Once the validation process is performed, Catalan terms will be incorporated to IATE. These terms will be inserted in the internal version of IATE; that is, the data will not be open to the general audience, as the public site of IATE contains exclusively terminology in the 24 official European Union languages. Thus, Catalan terms will be available for internal use only and just translators and terminologists of the European institutions will have access to it. This contribution is of remarkable relevance, since Catalan terminology could be part of the open content of IATE if Catalan ever becomes an official language of the European Union. In the meantime, TERMCOORD plans to publish TERMCAT terminology on a separate page of TERMCOORD website.

A view towards the future

2012IATE is a broadly used terminological database serving as a source of documentation for many language professionals, including, apart from the European Union translation units, a great number of translators in different countries. Thanks to its multilingual content in a wide range of domains, IATE has become a must in a specialized translator’s bookmark list. For that reason, providing Catalan terms constitutes an opportunity for IATE to expand in terms of new potential users.

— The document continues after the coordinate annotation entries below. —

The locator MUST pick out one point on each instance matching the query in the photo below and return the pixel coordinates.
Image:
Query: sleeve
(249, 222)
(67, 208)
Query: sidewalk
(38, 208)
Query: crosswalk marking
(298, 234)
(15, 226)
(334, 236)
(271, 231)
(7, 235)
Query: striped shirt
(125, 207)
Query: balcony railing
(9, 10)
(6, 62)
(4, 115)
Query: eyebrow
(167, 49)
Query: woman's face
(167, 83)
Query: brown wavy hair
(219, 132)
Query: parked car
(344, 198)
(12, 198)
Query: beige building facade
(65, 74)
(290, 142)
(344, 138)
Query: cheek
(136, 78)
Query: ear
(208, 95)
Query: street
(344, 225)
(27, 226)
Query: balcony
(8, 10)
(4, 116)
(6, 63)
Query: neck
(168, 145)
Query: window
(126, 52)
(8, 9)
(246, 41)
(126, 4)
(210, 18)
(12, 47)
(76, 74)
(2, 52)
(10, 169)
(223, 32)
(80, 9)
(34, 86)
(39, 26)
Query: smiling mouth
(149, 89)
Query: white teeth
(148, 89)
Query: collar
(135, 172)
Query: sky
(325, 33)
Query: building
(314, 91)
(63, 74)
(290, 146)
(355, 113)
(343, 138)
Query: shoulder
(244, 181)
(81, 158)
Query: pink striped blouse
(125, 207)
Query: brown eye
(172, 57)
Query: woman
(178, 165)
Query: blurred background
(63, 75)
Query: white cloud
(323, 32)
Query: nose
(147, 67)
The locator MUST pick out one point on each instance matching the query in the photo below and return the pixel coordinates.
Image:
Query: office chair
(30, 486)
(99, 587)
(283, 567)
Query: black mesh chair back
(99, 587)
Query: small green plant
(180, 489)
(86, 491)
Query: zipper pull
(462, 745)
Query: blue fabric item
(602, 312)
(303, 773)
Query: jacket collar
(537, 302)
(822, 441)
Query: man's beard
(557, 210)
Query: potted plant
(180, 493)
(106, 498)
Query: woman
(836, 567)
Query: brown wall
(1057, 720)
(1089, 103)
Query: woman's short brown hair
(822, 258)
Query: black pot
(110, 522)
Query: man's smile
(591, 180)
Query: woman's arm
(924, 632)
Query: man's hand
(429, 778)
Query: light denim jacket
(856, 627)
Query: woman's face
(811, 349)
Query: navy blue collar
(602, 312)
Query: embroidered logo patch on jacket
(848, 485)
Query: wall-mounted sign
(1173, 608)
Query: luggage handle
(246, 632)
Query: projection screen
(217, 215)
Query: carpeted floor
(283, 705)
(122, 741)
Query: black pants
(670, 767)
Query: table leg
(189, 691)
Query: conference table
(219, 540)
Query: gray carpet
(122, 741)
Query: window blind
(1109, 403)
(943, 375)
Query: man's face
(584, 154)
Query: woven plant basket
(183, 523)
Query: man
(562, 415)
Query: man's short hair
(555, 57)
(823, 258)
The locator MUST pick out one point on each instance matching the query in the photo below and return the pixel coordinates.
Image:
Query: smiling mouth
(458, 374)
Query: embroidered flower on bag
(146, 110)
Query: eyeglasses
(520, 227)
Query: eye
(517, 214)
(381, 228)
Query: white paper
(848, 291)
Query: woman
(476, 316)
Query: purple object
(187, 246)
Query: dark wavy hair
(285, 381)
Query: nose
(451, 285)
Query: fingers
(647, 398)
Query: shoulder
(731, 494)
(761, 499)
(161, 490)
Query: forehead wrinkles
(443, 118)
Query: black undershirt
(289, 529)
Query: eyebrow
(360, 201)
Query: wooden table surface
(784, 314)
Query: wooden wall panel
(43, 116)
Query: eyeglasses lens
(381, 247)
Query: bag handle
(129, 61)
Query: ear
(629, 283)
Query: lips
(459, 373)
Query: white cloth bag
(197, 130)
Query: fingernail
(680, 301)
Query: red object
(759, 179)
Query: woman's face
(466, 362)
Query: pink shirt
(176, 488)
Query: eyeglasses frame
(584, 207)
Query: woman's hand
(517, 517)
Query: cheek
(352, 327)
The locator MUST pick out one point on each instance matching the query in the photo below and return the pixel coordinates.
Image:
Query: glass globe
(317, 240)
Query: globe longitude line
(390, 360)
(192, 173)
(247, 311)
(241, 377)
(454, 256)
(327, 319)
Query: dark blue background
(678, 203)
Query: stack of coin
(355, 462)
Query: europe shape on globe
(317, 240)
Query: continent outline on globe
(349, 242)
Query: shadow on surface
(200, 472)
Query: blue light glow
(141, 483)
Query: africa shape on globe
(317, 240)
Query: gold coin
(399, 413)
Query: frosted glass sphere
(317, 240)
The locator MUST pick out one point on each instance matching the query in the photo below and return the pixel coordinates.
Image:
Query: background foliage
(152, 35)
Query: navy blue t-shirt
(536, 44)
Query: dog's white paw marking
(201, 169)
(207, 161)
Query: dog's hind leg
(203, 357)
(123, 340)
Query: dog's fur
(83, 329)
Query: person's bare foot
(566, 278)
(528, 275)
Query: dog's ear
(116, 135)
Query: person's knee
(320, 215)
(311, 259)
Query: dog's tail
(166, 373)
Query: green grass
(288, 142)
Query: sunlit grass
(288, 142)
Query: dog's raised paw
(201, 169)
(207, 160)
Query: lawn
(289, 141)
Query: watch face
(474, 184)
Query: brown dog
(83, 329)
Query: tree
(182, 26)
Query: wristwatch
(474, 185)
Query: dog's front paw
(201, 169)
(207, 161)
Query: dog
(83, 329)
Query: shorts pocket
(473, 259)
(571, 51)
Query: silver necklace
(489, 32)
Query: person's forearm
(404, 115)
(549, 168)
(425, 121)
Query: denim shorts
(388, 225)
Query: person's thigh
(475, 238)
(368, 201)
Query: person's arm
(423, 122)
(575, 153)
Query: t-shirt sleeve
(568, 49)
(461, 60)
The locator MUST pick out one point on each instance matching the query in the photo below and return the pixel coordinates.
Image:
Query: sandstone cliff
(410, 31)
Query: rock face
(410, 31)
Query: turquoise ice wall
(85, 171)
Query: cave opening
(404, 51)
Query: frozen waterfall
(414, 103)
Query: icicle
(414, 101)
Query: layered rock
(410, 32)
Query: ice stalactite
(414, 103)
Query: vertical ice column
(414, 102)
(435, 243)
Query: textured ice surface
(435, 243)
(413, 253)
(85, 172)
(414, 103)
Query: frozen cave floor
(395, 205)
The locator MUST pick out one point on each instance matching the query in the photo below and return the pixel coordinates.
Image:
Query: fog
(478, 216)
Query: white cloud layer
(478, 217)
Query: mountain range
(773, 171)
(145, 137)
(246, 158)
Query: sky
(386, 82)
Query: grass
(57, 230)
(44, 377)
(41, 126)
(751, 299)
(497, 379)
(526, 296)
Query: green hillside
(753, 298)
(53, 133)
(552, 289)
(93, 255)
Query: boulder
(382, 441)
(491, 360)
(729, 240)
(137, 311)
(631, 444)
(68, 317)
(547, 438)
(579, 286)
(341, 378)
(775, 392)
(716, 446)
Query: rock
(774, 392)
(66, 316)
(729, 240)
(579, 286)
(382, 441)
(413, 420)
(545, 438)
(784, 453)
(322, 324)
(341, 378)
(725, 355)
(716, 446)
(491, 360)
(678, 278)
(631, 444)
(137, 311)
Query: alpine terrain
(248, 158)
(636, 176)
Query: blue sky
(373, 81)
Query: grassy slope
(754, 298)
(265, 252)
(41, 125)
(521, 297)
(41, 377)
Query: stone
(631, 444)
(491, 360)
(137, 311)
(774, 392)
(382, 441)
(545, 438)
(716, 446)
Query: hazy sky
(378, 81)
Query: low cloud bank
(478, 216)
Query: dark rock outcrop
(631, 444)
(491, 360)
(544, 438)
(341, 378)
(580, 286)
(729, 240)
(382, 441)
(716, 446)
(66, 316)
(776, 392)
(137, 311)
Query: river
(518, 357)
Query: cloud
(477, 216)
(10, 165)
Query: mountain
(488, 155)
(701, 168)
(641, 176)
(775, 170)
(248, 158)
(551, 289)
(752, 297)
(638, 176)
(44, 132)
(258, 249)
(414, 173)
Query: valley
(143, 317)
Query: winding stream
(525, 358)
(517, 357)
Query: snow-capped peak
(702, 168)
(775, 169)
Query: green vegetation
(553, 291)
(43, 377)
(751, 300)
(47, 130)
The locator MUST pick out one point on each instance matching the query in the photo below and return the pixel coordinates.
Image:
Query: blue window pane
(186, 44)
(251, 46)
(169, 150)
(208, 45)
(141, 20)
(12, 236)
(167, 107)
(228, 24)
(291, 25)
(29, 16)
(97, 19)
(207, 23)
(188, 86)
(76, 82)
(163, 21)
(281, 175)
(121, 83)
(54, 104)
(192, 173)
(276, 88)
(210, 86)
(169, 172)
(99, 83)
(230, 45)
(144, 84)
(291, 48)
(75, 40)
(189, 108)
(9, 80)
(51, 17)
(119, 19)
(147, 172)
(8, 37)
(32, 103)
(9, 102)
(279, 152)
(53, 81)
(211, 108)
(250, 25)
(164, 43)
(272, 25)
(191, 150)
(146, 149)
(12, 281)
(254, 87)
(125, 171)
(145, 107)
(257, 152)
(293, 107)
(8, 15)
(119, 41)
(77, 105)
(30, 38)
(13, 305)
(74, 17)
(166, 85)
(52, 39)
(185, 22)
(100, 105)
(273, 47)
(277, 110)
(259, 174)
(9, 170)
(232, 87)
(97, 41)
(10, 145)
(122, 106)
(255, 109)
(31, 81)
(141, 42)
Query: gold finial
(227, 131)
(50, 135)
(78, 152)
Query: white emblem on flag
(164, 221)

As an example, having Catalan terms would be a plus for translators who use computer-assisted translation tools, now that IATE terminology can be downloaded in a translation memory exchange format. Translators could add IATE terms to their own terminological database and, thus, would be able to find accurate terminology in any language pair (with Catalan being either a source or target language) in a direct and simple manner, without using a relay language.

The cooperation between TERMCOORD and TERMCAT can be seen as well as a first step to give Catalan greater visibility in the European context, which would have special significance with regard to the institutional and commercial relations between Catalan-speaking territories and the European Union.